MPP⁺ reduces cellular BH4 synthesis through depletion of cellular GTP/ATP levels. (a) Guanosine supplementation does not rescue MPP⁺ -induced BH4 decreases. Cells were treated with 100 μM MPP⁺ for 48 h with or without the addition of 10 μM guanosine for 20 h before harvest. Bars represent mean BH4 levels + SD (n = 3). (b–f) MPP⁺ treatment disrupts cellular bioenergetics independent of α-synuclein levels. (b) HPLC chromatogram showing elution of indicated phosphorylated nucleosides in untreated and MPP⁺ -treated cells, as detected by absorbance at 254 nm.
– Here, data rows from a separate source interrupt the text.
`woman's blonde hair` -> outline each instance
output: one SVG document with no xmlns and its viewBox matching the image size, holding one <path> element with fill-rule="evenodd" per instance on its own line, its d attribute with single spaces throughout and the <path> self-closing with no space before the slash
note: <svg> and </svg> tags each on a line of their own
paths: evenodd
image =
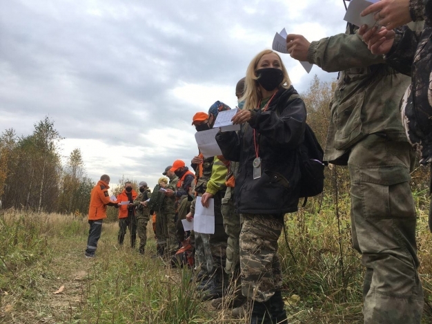
<svg viewBox="0 0 432 324">
<path fill-rule="evenodd" d="M 288 76 L 288 72 L 286 71 L 286 68 L 285 68 L 284 62 L 282 62 L 279 54 L 271 50 L 262 50 L 252 59 L 249 64 L 249 66 L 248 66 L 248 69 L 246 70 L 246 79 L 244 82 L 244 95 L 243 95 L 243 97 L 239 99 L 239 101 L 244 102 L 244 109 L 251 110 L 257 108 L 259 100 L 262 99 L 261 91 L 259 90 L 259 84 L 257 81 L 258 77 L 255 75 L 255 71 L 257 70 L 257 66 L 261 58 L 266 54 L 271 53 L 276 54 L 280 61 L 280 66 L 281 70 L 282 70 L 282 75 L 284 75 L 284 79 L 279 84 L 279 88 L 282 87 L 288 88 L 291 86 L 291 81 Z"/>
</svg>

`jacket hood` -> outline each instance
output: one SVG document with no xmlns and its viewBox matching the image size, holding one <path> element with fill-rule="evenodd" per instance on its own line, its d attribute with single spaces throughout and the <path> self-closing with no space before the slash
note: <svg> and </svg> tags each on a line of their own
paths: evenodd
<svg viewBox="0 0 432 324">
<path fill-rule="evenodd" d="M 108 186 L 108 184 L 104 180 L 99 180 L 97 182 L 97 184 L 99 184 L 99 186 L 100 185 L 105 186 L 107 189 L 110 189 L 110 186 Z"/>
</svg>

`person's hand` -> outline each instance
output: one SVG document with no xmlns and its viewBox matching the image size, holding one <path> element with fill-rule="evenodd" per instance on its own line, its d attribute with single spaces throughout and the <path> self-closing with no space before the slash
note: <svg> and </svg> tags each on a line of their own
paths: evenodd
<svg viewBox="0 0 432 324">
<path fill-rule="evenodd" d="M 204 207 L 208 208 L 208 200 L 210 198 L 213 198 L 213 193 L 210 193 L 209 192 L 204 193 L 201 196 L 201 204 L 202 204 Z"/>
<path fill-rule="evenodd" d="M 192 213 L 188 212 L 188 214 L 186 215 L 186 220 L 188 222 L 192 222 L 192 218 L 193 218 L 193 216 L 192 216 Z"/>
<path fill-rule="evenodd" d="M 412 21 L 409 12 L 409 0 L 381 0 L 364 9 L 360 15 L 367 16 L 375 12 L 373 19 L 387 30 Z"/>
<path fill-rule="evenodd" d="M 165 194 L 165 196 L 170 197 L 171 196 L 174 196 L 174 193 L 175 193 L 173 191 L 173 189 L 166 189 L 166 191 L 165 191 L 164 193 Z"/>
<path fill-rule="evenodd" d="M 189 241 L 190 241 L 190 238 L 186 238 L 186 240 L 183 240 L 181 241 L 181 246 L 182 247 L 186 247 L 189 244 Z"/>
<path fill-rule="evenodd" d="M 308 50 L 311 43 L 301 35 L 290 34 L 286 37 L 286 50 L 293 59 L 308 60 Z"/>
<path fill-rule="evenodd" d="M 367 26 L 363 25 L 358 30 L 358 33 L 363 37 L 363 41 L 368 45 L 368 48 L 372 54 L 375 55 L 387 54 L 395 41 L 395 32 L 387 30 L 384 27 L 381 27 L 379 31 L 377 27 L 373 27 L 368 31 L 366 31 L 366 29 Z"/>
<path fill-rule="evenodd" d="M 190 162 L 193 164 L 202 164 L 203 162 L 203 160 L 199 156 L 194 156 Z"/>
<path fill-rule="evenodd" d="M 233 122 L 233 124 L 234 125 L 237 124 L 243 124 L 244 122 L 251 120 L 251 115 L 252 113 L 251 113 L 251 111 L 239 111 L 233 117 L 231 122 Z"/>
</svg>

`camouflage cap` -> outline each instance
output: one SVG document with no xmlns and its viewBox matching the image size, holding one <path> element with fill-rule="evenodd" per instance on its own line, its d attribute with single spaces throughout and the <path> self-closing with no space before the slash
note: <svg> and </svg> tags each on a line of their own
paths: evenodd
<svg viewBox="0 0 432 324">
<path fill-rule="evenodd" d="M 222 102 L 217 101 L 208 109 L 208 115 L 212 114 L 216 118 L 219 111 L 229 111 L 230 109 L 229 106 Z"/>
</svg>

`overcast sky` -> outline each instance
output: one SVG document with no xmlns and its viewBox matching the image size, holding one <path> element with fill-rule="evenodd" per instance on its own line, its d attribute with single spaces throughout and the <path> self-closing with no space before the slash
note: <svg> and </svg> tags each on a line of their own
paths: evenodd
<svg viewBox="0 0 432 324">
<path fill-rule="evenodd" d="M 46 115 L 88 176 L 153 187 L 197 153 L 192 117 L 235 88 L 275 32 L 318 40 L 344 30 L 342 0 L 0 0 L 0 130 L 27 135 Z M 308 75 L 282 55 L 294 86 Z"/>
</svg>

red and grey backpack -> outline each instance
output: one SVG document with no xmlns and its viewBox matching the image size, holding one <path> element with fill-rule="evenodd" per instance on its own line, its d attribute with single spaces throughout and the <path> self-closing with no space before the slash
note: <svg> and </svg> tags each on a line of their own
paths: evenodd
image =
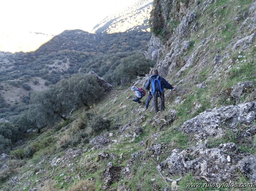
<svg viewBox="0 0 256 191">
<path fill-rule="evenodd" d="M 142 98 L 144 96 L 146 95 L 146 92 L 144 89 L 143 89 L 141 88 L 139 88 L 139 91 L 140 94 L 141 95 L 141 97 Z"/>
</svg>

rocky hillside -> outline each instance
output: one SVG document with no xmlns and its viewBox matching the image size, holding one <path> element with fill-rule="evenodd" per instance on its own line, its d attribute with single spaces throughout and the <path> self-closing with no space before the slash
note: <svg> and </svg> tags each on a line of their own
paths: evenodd
<svg viewBox="0 0 256 191">
<path fill-rule="evenodd" d="M 97 33 L 108 34 L 135 29 L 149 32 L 148 20 L 152 4 L 152 0 L 138 1 L 122 11 L 107 17 L 93 30 Z"/>
<path fill-rule="evenodd" d="M 166 109 L 116 88 L 2 155 L 1 190 L 256 189 L 256 3 L 157 0 L 150 18 Z"/>
</svg>

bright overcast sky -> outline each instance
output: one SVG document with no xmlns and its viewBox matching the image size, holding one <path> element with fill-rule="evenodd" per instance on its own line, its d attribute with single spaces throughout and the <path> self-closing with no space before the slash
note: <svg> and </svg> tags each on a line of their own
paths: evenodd
<svg viewBox="0 0 256 191">
<path fill-rule="evenodd" d="M 0 35 L 22 31 L 56 34 L 65 30 L 90 32 L 106 17 L 135 0 L 1 0 Z"/>
</svg>

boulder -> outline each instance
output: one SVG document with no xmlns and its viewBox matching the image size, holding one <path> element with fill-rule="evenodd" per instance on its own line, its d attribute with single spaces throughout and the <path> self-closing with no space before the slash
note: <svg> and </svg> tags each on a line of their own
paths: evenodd
<svg viewBox="0 0 256 191">
<path fill-rule="evenodd" d="M 252 183 L 256 183 L 256 155 L 244 157 L 238 163 L 236 167 L 248 177 Z"/>
<path fill-rule="evenodd" d="M 95 136 L 94 139 L 90 141 L 90 143 L 94 146 L 104 145 L 111 142 L 110 140 L 107 137 L 98 136 Z"/>
<path fill-rule="evenodd" d="M 113 89 L 113 86 L 112 85 L 107 82 L 105 80 L 98 76 L 93 71 L 90 71 L 88 73 L 93 75 L 97 78 L 99 84 L 103 88 L 105 91 L 109 92 Z"/>
<path fill-rule="evenodd" d="M 202 144 L 182 151 L 174 149 L 160 165 L 166 167 L 171 175 L 190 172 L 193 176 L 212 181 L 229 181 L 234 178 L 235 169 L 227 160 L 227 156 L 221 149 L 208 148 Z"/>
<path fill-rule="evenodd" d="M 239 82 L 232 87 L 231 96 L 237 103 L 239 103 L 240 97 L 246 93 L 252 92 L 253 88 L 252 83 L 250 81 Z"/>
</svg>

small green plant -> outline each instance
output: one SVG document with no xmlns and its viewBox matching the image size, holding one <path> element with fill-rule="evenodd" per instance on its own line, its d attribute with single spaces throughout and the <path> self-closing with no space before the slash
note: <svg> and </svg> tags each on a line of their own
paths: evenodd
<svg viewBox="0 0 256 191">
<path fill-rule="evenodd" d="M 10 156 L 12 158 L 21 160 L 24 158 L 24 150 L 22 149 L 18 149 L 11 151 Z"/>
</svg>

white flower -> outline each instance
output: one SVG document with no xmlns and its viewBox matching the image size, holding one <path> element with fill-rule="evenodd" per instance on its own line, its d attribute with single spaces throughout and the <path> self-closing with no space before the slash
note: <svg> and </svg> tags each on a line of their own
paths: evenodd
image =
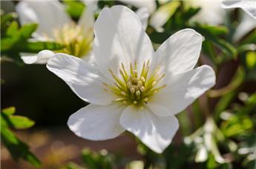
<svg viewBox="0 0 256 169">
<path fill-rule="evenodd" d="M 249 32 L 256 27 L 256 1 L 237 0 L 223 1 L 222 7 L 226 9 L 241 8 L 249 15 L 243 15 L 241 21 L 235 30 L 234 41 L 238 41 Z"/>
<path fill-rule="evenodd" d="M 155 0 L 119 0 L 127 4 L 131 4 L 137 8 L 145 7 L 150 14 L 153 13 L 157 9 Z"/>
<path fill-rule="evenodd" d="M 24 1 L 16 6 L 22 24 L 37 23 L 39 27 L 33 35 L 39 41 L 51 41 L 61 44 L 64 48 L 55 52 L 65 52 L 83 58 L 90 54 L 93 38 L 94 15 L 90 7 L 83 13 L 78 24 L 66 13 L 64 5 L 56 0 Z M 53 54 L 48 50 L 41 55 L 22 54 L 26 63 L 46 63 Z M 85 59 L 91 59 L 85 57 Z"/>
<path fill-rule="evenodd" d="M 256 19 L 256 1 L 255 0 L 232 0 L 225 1 L 222 3 L 223 8 L 241 8 L 248 15 Z"/>
<path fill-rule="evenodd" d="M 211 25 L 219 25 L 223 22 L 225 10 L 220 7 L 220 0 L 185 0 L 183 3 L 185 7 L 200 7 L 200 10 L 192 17 L 191 21 Z M 171 15 L 175 12 L 177 6 L 179 5 L 180 5 L 179 1 L 165 2 L 153 13 L 149 21 L 150 24 L 157 31 L 162 32 L 162 27 L 167 22 Z"/>
<path fill-rule="evenodd" d="M 123 6 L 104 8 L 94 27 L 96 65 L 56 54 L 47 69 L 91 104 L 68 122 L 77 136 L 112 139 L 125 130 L 162 153 L 179 128 L 175 114 L 215 83 L 208 66 L 193 69 L 202 36 L 191 29 L 171 36 L 154 52 L 140 21 Z"/>
</svg>

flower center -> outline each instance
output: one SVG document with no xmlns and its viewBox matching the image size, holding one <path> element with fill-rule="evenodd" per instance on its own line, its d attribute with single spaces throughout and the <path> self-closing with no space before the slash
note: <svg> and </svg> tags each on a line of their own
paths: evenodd
<svg viewBox="0 0 256 169">
<path fill-rule="evenodd" d="M 165 76 L 164 73 L 160 72 L 160 66 L 157 66 L 148 76 L 149 67 L 149 61 L 144 62 L 142 71 L 138 74 L 136 61 L 134 64 L 131 63 L 130 72 L 127 72 L 124 64 L 121 63 L 119 76 L 114 75 L 113 71 L 109 69 L 114 80 L 114 84 L 109 85 L 105 83 L 103 84 L 118 96 L 114 101 L 141 106 L 147 104 L 154 94 L 166 86 L 166 84 L 157 85 Z"/>
<path fill-rule="evenodd" d="M 63 45 L 63 49 L 56 51 L 57 52 L 64 52 L 81 58 L 91 49 L 93 36 L 85 35 L 82 28 L 74 23 L 54 30 L 53 34 L 53 40 Z"/>
</svg>

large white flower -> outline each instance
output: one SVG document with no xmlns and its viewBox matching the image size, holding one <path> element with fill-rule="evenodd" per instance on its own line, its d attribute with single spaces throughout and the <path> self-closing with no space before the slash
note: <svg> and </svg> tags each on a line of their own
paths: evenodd
<svg viewBox="0 0 256 169">
<path fill-rule="evenodd" d="M 255 0 L 232 0 L 222 3 L 223 8 L 241 8 L 248 15 L 256 19 L 256 1 Z"/>
<path fill-rule="evenodd" d="M 88 60 L 85 57 L 91 50 L 93 38 L 94 15 L 87 7 L 76 24 L 65 12 L 64 5 L 57 0 L 22 1 L 16 6 L 22 24 L 37 23 L 39 27 L 33 35 L 39 41 L 52 41 L 64 48 L 55 52 L 65 52 Z M 26 63 L 46 63 L 53 52 L 42 51 L 41 55 L 22 54 Z"/>
<path fill-rule="evenodd" d="M 56 54 L 47 69 L 91 104 L 68 122 L 79 137 L 112 139 L 125 130 L 162 153 L 179 128 L 175 114 L 215 83 L 208 66 L 194 69 L 202 36 L 191 29 L 154 52 L 138 17 L 123 6 L 104 8 L 95 23 L 96 64 Z"/>
</svg>

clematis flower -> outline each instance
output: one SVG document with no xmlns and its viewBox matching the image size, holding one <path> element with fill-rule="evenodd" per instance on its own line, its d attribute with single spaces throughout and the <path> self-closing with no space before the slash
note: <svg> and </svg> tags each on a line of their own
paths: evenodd
<svg viewBox="0 0 256 169">
<path fill-rule="evenodd" d="M 55 41 L 64 48 L 54 52 L 64 52 L 89 60 L 93 38 L 94 15 L 90 6 L 83 12 L 78 24 L 72 21 L 64 5 L 57 0 L 22 1 L 16 6 L 22 24 L 38 23 L 33 35 L 38 41 Z M 41 55 L 22 54 L 26 63 L 46 63 L 54 53 L 42 51 Z"/>
<path fill-rule="evenodd" d="M 225 1 L 221 7 L 225 9 L 241 8 L 249 15 L 243 15 L 241 22 L 234 32 L 234 41 L 238 41 L 256 28 L 256 1 L 252 0 Z"/>
<path fill-rule="evenodd" d="M 256 19 L 256 1 L 255 0 L 225 1 L 222 7 L 226 9 L 241 8 L 248 15 Z"/>
<path fill-rule="evenodd" d="M 69 128 L 91 140 L 128 131 L 162 153 L 179 128 L 175 114 L 215 83 L 210 66 L 193 69 L 202 36 L 183 30 L 155 52 L 137 15 L 123 6 L 104 8 L 94 34 L 94 66 L 66 54 L 56 54 L 47 64 L 91 103 L 69 117 Z"/>
</svg>

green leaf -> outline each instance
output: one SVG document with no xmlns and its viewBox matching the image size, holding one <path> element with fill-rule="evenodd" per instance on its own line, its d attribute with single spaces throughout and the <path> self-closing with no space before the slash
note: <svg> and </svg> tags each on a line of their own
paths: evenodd
<svg viewBox="0 0 256 169">
<path fill-rule="evenodd" d="M 256 52 L 249 52 L 246 54 L 246 66 L 249 69 L 253 69 L 256 67 Z"/>
<path fill-rule="evenodd" d="M 226 137 L 232 137 L 240 134 L 245 134 L 246 131 L 253 126 L 252 120 L 246 116 L 233 115 L 221 125 L 221 131 Z"/>
<path fill-rule="evenodd" d="M 228 28 L 224 26 L 200 25 L 200 27 L 209 33 L 214 35 L 221 35 L 229 32 Z"/>
<path fill-rule="evenodd" d="M 15 160 L 23 159 L 36 167 L 41 165 L 40 161 L 29 151 L 27 144 L 19 140 L 10 130 L 1 127 L 1 139 Z"/>
<path fill-rule="evenodd" d="M 62 49 L 62 46 L 56 42 L 27 42 L 21 44 L 19 47 L 17 46 L 17 49 L 24 52 L 38 52 L 41 50 L 58 50 Z"/>
<path fill-rule="evenodd" d="M 4 113 L 6 115 L 11 115 L 13 114 L 16 111 L 15 107 L 9 107 L 9 108 L 5 108 L 1 110 L 1 112 Z"/>
<path fill-rule="evenodd" d="M 32 33 L 36 31 L 37 24 L 24 24 L 19 30 L 22 39 L 27 39 L 31 37 Z"/>
<path fill-rule="evenodd" d="M 84 168 L 79 166 L 78 165 L 73 162 L 69 162 L 66 166 L 65 168 L 67 169 L 84 169 Z"/>
<path fill-rule="evenodd" d="M 237 57 L 237 52 L 236 49 L 228 41 L 218 38 L 216 34 L 223 33 L 224 30 L 222 29 L 213 30 L 210 29 L 211 27 L 202 26 L 197 24 L 195 27 L 192 27 L 193 29 L 199 32 L 203 35 L 206 39 L 212 41 L 217 46 L 218 46 L 223 53 L 227 56 L 227 58 L 234 59 Z"/>
<path fill-rule="evenodd" d="M 157 17 L 157 15 L 161 15 L 161 20 L 165 21 L 166 23 L 166 21 L 174 14 L 180 5 L 180 1 L 173 1 L 160 6 L 151 17 L 150 22 L 152 21 L 152 18 L 155 19 L 155 17 Z M 165 24 L 165 23 L 162 24 Z"/>
<path fill-rule="evenodd" d="M 22 142 L 10 129 L 10 127 L 27 128 L 34 122 L 25 117 L 14 116 L 15 108 L 10 107 L 1 111 L 1 139 L 13 159 L 23 159 L 36 167 L 41 165 L 40 161 L 30 151 L 25 142 Z"/>
<path fill-rule="evenodd" d="M 19 35 L 19 24 L 16 21 L 13 21 L 8 27 L 6 35 L 10 37 L 17 37 Z"/>
<path fill-rule="evenodd" d="M 66 6 L 66 11 L 71 17 L 79 18 L 81 16 L 85 9 L 84 4 L 79 1 L 64 0 L 63 1 Z"/>
</svg>

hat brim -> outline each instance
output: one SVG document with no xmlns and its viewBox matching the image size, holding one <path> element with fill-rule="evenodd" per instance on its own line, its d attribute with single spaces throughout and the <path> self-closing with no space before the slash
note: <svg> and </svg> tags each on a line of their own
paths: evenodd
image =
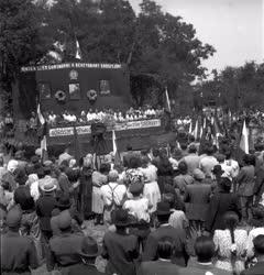
<svg viewBox="0 0 264 275">
<path fill-rule="evenodd" d="M 54 191 L 56 189 L 57 189 L 56 186 L 53 186 L 53 188 L 51 188 L 51 189 L 45 189 L 44 186 L 41 187 L 41 190 L 44 191 L 44 193 L 51 193 L 51 191 Z"/>
<path fill-rule="evenodd" d="M 169 210 L 169 211 L 160 211 L 160 210 L 157 210 L 157 211 L 156 211 L 156 215 L 157 215 L 157 216 L 166 216 L 166 215 L 170 215 L 172 212 L 173 212 L 173 211 L 170 211 L 170 210 Z"/>
<path fill-rule="evenodd" d="M 97 253 L 92 254 L 92 253 L 82 253 L 82 252 L 80 252 L 79 255 L 81 257 L 97 257 L 97 256 L 101 255 L 101 252 L 102 252 L 102 249 L 101 249 L 101 246 L 98 245 L 98 252 Z"/>
</svg>

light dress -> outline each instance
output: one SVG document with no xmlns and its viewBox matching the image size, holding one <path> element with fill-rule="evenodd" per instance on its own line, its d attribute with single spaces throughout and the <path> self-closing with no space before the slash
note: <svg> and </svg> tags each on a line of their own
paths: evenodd
<svg viewBox="0 0 264 275">
<path fill-rule="evenodd" d="M 141 170 L 144 175 L 143 196 L 152 205 L 150 213 L 153 213 L 156 211 L 156 204 L 161 201 L 161 191 L 157 185 L 157 168 L 153 164 L 150 164 L 146 168 L 141 168 Z"/>
<path fill-rule="evenodd" d="M 230 230 L 216 230 L 213 234 L 213 242 L 218 251 L 218 260 L 216 267 L 232 272 L 231 264 L 231 232 Z M 244 271 L 245 251 L 248 243 L 248 232 L 243 229 L 234 230 L 234 243 L 237 245 L 237 261 L 234 263 L 235 271 L 240 274 Z"/>
</svg>

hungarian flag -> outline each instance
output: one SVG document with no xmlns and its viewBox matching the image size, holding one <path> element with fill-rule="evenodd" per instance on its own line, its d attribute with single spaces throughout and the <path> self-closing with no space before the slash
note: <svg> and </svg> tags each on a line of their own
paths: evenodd
<svg viewBox="0 0 264 275">
<path fill-rule="evenodd" d="M 37 118 L 41 123 L 41 160 L 42 162 L 47 161 L 47 141 L 46 141 L 46 135 L 47 135 L 47 123 L 41 112 L 41 105 L 37 105 Z"/>
<path fill-rule="evenodd" d="M 170 112 L 172 109 L 170 109 L 170 101 L 169 101 L 169 97 L 168 97 L 167 87 L 166 87 L 166 90 L 165 90 L 165 96 L 166 96 L 166 109 L 167 109 L 168 112 Z"/>
<path fill-rule="evenodd" d="M 113 156 L 114 156 L 114 165 L 119 165 L 121 163 L 121 157 L 118 152 L 117 145 L 117 136 L 114 130 L 112 130 L 112 147 L 113 147 Z"/>
<path fill-rule="evenodd" d="M 246 128 L 245 121 L 243 123 L 242 134 L 240 139 L 240 147 L 245 152 L 245 154 L 249 154 L 250 152 L 249 130 Z"/>
<path fill-rule="evenodd" d="M 79 46 L 79 42 L 78 40 L 76 38 L 76 54 L 75 54 L 75 58 L 76 59 L 81 59 L 81 52 L 80 52 L 80 46 Z"/>
</svg>

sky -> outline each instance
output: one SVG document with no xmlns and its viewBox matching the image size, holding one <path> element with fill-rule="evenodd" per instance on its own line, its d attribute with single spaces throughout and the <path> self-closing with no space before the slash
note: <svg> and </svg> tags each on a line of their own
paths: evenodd
<svg viewBox="0 0 264 275">
<path fill-rule="evenodd" d="M 139 12 L 141 0 L 129 0 Z M 155 0 L 163 11 L 191 23 L 197 37 L 217 53 L 202 63 L 218 70 L 264 62 L 264 0 Z"/>
</svg>

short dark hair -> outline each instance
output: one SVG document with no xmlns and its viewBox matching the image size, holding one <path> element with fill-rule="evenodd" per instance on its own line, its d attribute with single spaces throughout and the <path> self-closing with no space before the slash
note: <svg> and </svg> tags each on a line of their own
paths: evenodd
<svg viewBox="0 0 264 275">
<path fill-rule="evenodd" d="M 132 145 L 131 145 L 131 144 L 128 144 L 128 145 L 127 145 L 127 151 L 132 151 L 132 150 L 133 150 Z"/>
<path fill-rule="evenodd" d="M 254 238 L 253 244 L 255 253 L 258 255 L 264 255 L 264 234 Z"/>
<path fill-rule="evenodd" d="M 179 172 L 179 174 L 182 174 L 182 175 L 187 174 L 187 172 L 188 172 L 188 166 L 187 166 L 186 162 L 180 162 L 180 163 L 178 164 L 178 172 Z"/>
<path fill-rule="evenodd" d="M 162 238 L 157 243 L 157 255 L 162 258 L 170 258 L 173 255 L 173 239 L 169 237 Z"/>
<path fill-rule="evenodd" d="M 195 154 L 195 153 L 197 152 L 196 145 L 195 145 L 195 144 L 189 145 L 188 152 L 189 152 L 190 154 Z"/>
<path fill-rule="evenodd" d="M 210 237 L 201 235 L 196 239 L 195 252 L 198 262 L 210 262 L 215 255 L 215 243 Z"/>
</svg>

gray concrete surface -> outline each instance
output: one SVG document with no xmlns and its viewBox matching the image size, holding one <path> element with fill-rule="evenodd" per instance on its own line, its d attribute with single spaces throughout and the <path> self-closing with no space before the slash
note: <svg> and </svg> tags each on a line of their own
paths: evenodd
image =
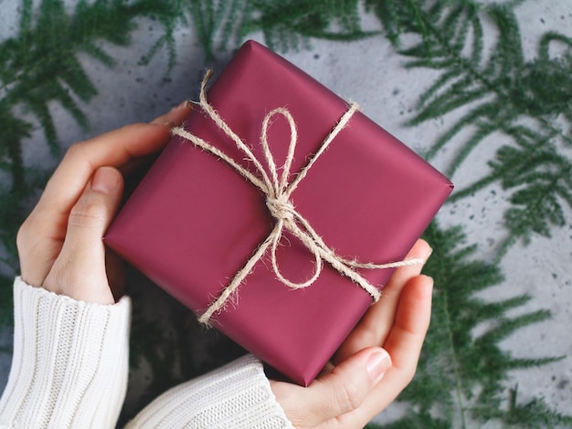
<svg viewBox="0 0 572 429">
<path fill-rule="evenodd" d="M 10 32 L 11 19 L 16 14 L 13 3 L 18 2 L 0 1 L 0 37 Z M 571 6 L 569 2 L 551 0 L 529 1 L 519 6 L 527 55 L 533 55 L 539 35 L 547 29 L 557 28 L 572 36 Z M 154 34 L 158 36 L 159 31 L 157 27 Z M 143 33 L 145 37 L 139 37 Z M 262 41 L 260 35 L 254 38 Z M 178 66 L 168 78 L 165 78 L 166 55 L 164 53 L 147 67 L 137 65 L 152 40 L 145 29 L 133 34 L 133 44 L 129 47 L 106 47 L 118 59 L 112 69 L 85 58 L 89 74 L 100 90 L 96 99 L 85 107 L 91 130 L 83 131 L 60 107 L 54 105 L 52 111 L 65 145 L 128 122 L 150 120 L 184 98 L 195 96 L 203 70 L 203 57 L 192 32 L 178 31 Z M 450 118 L 443 118 L 414 128 L 403 126 L 404 120 L 411 117 L 419 93 L 436 73 L 403 68 L 404 59 L 395 54 L 383 37 L 350 44 L 313 41 L 312 47 L 310 51 L 290 53 L 286 58 L 336 93 L 359 101 L 366 115 L 413 149 L 420 151 L 434 141 L 450 123 Z M 487 168 L 486 161 L 503 143 L 501 138 L 483 145 L 473 157 L 471 168 Z M 27 163 L 46 167 L 48 156 L 39 130 L 26 142 L 25 155 Z M 442 166 L 447 156 L 447 152 L 442 154 L 435 161 L 435 165 Z M 474 176 L 472 173 L 473 170 L 463 169 L 452 179 L 462 187 Z M 498 188 L 492 190 L 497 191 L 496 194 L 480 193 L 473 198 L 447 206 L 439 214 L 444 225 L 464 225 L 468 243 L 478 243 L 481 255 L 484 256 L 494 249 L 503 234 L 500 220 L 506 206 L 505 195 Z M 568 212 L 567 215 L 570 225 L 572 214 Z M 519 330 L 503 341 L 503 347 L 517 357 L 549 354 L 566 358 L 541 369 L 514 371 L 508 384 L 518 384 L 523 401 L 533 395 L 543 396 L 552 407 L 565 413 L 572 413 L 571 262 L 572 226 L 555 229 L 550 239 L 535 237 L 526 247 L 512 248 L 503 262 L 506 281 L 483 294 L 484 298 L 496 300 L 528 293 L 534 299 L 518 312 L 538 309 L 552 311 L 550 320 Z M 9 333 L 0 338 L 0 341 L 9 342 Z M 3 357 L 0 359 L 0 389 L 5 382 L 6 369 L 6 358 Z M 377 420 L 386 422 L 402 412 L 403 407 L 396 405 Z"/>
</svg>

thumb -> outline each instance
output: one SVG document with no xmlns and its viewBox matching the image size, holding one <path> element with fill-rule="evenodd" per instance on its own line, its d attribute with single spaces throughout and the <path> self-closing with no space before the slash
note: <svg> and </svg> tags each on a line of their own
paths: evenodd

Cellular levels of (c) GTP, (d) ATP, (e)GDP, and (f) GMP after 24 h MPP⁺ treatment in cells with and without knockdown of α-syn with SNCA oligo (n = 3; + SEM). **P<0.01, ***P<0.001 vs untreated cells.

Fig. 7

Schematic representation of the interplay between α-syn and tetrahydrobiopterin after MPP⁺ treatment. (1) MPP⁺ enters dopaminergic cells through the DAT transporter and (2) accumulates in mitochondria, inhibiting complex I. Although α-syn knockdown reduces DAT activity and MPP⁺ import, α-syn knockdown does not impair complex I inhibition. (3) Complex I inhibition induces both ROS production and ATP depletion. ATP depletion results in decreased BH4 synthesis, exacerbating oxidative stress and increasing cell death. α-Syn knockdown increases GTPCH activity under basal conditions resulting in increased BH4 levels, increasing antioxidant capacity and decreasing cell death.